View Single Post
  #55   Report Post  
Old June 6th 12, 12:40 AM posted to uk.railway,misc.transport.urban-transit,uk.transport.london
Tim Roll-Pickering Tim Roll-Pickering is offline
external usenet poster
 
First recorded activity at LondonBanter: May 2005
Posts: 739
Default London Overground in chaos

Bruce wrote:

It wasn't Gordon Brown who negotiated the opt-out in the Maastricht Treaty
that meant the UK could decide later whether or not to join the single
currency.


But it was John Major who took us into the ERM, and went to
ridiculously excessive lengths on Black Wednesday in a last ditch
attempt to keep us in it.


I never denied that he was the Chancellor who took us in, although support
for the move and at that particular level was widespread in political and
economic circles at the time largely as a means to control inflation. It was
not automatic that it would lead to membership of the single currency when
it happened and indeed when the opt-out on that was negotiated before the
ERM exit. The implication to the contrary that support for the ERM
automatically led to support for the single currency is the rewriting of
history, no matter how one tries to state it as fact and declare out.

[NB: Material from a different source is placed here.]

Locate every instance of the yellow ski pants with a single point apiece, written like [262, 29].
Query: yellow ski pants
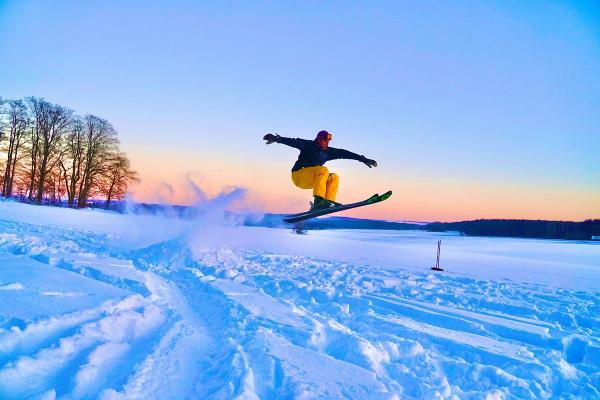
[318, 179]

As for the moves to stay in, this is the nightmare when a government and
central bank is committed to a currency measure even though other economic
factors are putting it under great strain. To simply bail out and devalue at
the first sign of trouble would have been hugely damaging to investment and
market confidence - exactly at what precise point did the lengths become
"ridiculously excessive"? Had the market madness subsided earlier during
that day it's probable that the measures would have soon been reigned in.